Aujourd'hui, on compte deux types d'aides : celles au maintien et celles à la conversion. Ces dernières permettent à un exploitant conventionnel de faire le tampon durant la période de transition pour obtenir le label bio, comme le rappelle Anne Hegelin, chargée de mission aide et réglementation à la Fédération régionale des producteurs bio en Auvergne Rhône-Alpes.
Ces exploitants ont construit leur modèle économique sur la base des montants de soutien annoncés en 2014. Depuis, les montants ont baissé, l’aide au maintien a été rabotée, mais qui plus est le soutien restant n’est pas versé. On voit mal un patron de startup ou de PME fonctionner ainsi. Et en l’absence de ces aides, les producteurs et productrices bio sont aujourd’hui contraints de s’endetter.
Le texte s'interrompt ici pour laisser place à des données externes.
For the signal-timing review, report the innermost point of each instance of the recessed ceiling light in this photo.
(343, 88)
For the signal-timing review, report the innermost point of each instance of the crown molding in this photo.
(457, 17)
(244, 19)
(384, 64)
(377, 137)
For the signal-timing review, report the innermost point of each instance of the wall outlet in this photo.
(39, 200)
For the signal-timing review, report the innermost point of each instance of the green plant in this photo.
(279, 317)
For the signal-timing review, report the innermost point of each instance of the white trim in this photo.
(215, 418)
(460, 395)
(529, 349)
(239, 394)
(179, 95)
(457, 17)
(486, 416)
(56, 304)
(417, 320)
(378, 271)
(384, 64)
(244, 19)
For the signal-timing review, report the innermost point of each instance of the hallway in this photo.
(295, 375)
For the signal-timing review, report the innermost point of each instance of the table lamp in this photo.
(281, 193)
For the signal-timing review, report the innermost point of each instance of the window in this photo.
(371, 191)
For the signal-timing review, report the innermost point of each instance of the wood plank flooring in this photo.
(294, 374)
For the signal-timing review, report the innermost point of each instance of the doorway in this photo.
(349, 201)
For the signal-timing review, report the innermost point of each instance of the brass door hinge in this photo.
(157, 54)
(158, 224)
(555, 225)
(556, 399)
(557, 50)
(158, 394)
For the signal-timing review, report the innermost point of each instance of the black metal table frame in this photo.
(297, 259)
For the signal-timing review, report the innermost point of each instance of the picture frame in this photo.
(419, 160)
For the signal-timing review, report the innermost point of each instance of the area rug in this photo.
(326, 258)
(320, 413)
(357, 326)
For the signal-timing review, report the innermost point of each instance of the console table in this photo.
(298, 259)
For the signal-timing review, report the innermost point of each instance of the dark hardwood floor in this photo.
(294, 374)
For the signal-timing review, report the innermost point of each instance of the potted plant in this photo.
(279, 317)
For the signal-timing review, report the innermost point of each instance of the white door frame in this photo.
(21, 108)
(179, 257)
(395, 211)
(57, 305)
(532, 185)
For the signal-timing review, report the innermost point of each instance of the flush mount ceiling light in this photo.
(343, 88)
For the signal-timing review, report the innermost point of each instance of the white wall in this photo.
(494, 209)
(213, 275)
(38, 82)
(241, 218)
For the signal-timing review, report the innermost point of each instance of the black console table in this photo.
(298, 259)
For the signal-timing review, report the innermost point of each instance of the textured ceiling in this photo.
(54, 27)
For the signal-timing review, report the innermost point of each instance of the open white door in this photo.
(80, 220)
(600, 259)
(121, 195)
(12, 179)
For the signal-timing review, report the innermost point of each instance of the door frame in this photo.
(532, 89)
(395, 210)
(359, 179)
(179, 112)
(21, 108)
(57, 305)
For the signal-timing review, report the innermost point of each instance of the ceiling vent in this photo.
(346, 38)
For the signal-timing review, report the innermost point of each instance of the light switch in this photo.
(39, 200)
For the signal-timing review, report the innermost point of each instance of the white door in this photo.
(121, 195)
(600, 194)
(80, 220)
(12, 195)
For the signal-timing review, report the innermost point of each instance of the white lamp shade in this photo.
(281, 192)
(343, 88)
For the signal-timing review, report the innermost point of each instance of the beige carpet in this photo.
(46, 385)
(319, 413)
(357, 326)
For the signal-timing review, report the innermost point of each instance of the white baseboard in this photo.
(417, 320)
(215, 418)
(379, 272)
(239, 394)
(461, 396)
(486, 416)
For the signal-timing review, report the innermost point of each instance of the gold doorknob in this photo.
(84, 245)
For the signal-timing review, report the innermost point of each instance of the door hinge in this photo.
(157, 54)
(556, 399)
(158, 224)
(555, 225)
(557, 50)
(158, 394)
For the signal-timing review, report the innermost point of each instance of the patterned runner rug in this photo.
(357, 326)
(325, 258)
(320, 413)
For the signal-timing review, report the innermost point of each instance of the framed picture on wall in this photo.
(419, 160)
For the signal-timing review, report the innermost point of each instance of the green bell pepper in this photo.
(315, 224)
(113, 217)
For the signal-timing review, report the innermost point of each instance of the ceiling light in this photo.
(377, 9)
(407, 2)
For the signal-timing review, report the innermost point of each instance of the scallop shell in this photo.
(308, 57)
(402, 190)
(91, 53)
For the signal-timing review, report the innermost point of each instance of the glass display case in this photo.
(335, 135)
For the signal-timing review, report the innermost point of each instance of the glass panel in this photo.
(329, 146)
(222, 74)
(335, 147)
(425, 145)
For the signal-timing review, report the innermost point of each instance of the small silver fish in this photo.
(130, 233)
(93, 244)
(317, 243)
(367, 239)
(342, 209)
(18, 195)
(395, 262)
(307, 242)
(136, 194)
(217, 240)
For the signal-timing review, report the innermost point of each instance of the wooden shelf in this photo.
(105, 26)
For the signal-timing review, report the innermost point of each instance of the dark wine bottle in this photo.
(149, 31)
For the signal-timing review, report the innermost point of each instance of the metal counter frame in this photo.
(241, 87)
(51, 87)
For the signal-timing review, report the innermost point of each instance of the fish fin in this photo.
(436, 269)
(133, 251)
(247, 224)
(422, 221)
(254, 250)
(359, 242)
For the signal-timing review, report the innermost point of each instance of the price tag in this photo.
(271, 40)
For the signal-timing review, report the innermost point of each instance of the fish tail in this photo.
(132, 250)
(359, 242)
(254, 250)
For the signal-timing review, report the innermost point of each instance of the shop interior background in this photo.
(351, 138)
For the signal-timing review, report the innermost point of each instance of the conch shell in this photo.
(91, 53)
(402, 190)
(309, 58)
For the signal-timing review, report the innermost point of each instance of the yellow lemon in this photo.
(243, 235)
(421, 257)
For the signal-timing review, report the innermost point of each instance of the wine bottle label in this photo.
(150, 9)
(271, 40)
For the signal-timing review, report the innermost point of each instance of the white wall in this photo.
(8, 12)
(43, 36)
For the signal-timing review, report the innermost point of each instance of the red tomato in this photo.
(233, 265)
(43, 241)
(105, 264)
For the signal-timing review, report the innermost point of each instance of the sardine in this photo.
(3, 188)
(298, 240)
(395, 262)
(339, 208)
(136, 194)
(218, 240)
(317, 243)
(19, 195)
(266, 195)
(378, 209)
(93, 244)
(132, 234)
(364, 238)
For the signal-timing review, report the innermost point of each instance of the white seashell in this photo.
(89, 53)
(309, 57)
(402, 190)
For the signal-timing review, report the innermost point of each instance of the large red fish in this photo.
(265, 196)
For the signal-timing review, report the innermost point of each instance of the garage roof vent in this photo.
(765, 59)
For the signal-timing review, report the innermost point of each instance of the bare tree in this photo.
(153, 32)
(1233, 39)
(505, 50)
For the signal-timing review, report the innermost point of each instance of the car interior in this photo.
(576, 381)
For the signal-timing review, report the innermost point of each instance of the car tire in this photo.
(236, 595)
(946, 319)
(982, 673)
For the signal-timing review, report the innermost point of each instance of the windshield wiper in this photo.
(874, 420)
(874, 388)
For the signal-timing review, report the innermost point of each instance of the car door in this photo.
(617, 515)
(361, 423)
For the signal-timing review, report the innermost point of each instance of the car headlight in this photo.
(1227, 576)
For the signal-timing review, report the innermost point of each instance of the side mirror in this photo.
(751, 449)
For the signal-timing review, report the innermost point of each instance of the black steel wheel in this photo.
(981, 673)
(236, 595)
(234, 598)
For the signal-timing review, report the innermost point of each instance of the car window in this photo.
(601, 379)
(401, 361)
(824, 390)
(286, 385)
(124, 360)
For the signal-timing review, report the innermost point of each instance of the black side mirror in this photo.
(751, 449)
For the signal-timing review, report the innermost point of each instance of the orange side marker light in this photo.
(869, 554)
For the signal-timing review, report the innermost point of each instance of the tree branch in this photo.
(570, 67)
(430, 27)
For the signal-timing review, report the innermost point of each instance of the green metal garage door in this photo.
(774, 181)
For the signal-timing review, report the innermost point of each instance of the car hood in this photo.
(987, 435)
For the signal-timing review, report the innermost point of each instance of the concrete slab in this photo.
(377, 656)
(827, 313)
Ces difficultés s'ajoutent à d’autres plus classiques comme la sécheresse très présente pour la deuxième année consécutive en France. Mais le problème ne touche pas que les aides pour le bio. Les aides conventionnelles sont aussi en retard mais dans une moindre mesure. La raison donnée par l'administration : des difficultés informatiques. Une explication qui ne convainc pas Jean-Luc Hervé, éleveur bio de brebis dans le Tarn et porte-parole de la Confédération paysanne pour ce département.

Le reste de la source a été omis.